Quem era a mineira que morreu ao salvar criança de afogamento nos EUA

Natural de Minas Gerais, Priscila Santos deixou o marido e dois filhos, de 9 e 3 anos; a mineira morreu na véspera de completar 34 anos

28/08/2026 13:27
Reprodução/Redes sociais
Quem era a mineira que morreu ao salvar criança de afogamento nos EUA

Belo Horizonte — Mãe de dois filhos, trabalhadora e descrita pelos amigos como uma mulher alegre, forte e generosa. Assim era Priscila Alvares Pereira dos Santos, mineira que morreu após salvar uma menina de 9 anos que se afogava no Rio Delaware, nos Estados Unidos.

Priscila vivia em Nova Jersey com o marido, Alex Cândido do Nascimento, e os dois filhos do casal, de 9 e 3 anos. Ela havia se mudado para os Estados Unidos há cerca de cinco anos em busca de melhores condições de vida para a família e trabalhava com limpeza de casas.

Segundo relato publicado em uma campanha de arrecadação criada para ajudar a família, os filhos eram o centro da vida da mineira. Priscila gostava de levá-los para passear em parques, praias e lagos e era lembrada por pessoas próximas como alguém sempre disposta a ajudar.

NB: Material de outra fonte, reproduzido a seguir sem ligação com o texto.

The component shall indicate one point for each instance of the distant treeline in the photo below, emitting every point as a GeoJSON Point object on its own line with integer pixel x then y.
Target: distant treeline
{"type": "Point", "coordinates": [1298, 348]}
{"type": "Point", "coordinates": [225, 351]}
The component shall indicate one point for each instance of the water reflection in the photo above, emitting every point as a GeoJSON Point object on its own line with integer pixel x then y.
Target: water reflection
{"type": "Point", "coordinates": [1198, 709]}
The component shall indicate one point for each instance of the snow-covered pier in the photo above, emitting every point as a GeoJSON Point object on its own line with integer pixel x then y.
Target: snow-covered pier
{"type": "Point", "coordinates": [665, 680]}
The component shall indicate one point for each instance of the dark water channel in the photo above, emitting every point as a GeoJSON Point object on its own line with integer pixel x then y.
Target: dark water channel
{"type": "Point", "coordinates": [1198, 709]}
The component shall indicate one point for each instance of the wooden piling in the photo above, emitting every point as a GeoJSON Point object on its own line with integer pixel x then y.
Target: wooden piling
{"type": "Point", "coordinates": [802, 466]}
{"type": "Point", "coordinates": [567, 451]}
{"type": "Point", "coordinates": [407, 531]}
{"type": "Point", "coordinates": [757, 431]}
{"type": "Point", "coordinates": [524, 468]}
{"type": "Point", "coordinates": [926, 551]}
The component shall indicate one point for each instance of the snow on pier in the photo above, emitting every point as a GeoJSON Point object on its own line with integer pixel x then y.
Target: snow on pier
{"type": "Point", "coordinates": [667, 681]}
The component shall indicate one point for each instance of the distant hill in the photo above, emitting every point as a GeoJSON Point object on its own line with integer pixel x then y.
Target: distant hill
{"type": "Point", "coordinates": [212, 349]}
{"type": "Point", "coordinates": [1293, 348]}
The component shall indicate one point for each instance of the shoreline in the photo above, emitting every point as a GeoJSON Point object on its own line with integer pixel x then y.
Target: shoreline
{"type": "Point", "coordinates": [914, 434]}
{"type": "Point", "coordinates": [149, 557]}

“Priscila era uma mãe e esposa dedicada, uma mulher de fé, uma amiga leal e uma pessoa extremamente trabalhadora”, diz o texto da campanha.

O filho mais novo, de 3 anos, é autista e ainda não fala. De acordo com a família, Priscila tinha papel central nos cuidados diários, na comunicação e na rotina da criança.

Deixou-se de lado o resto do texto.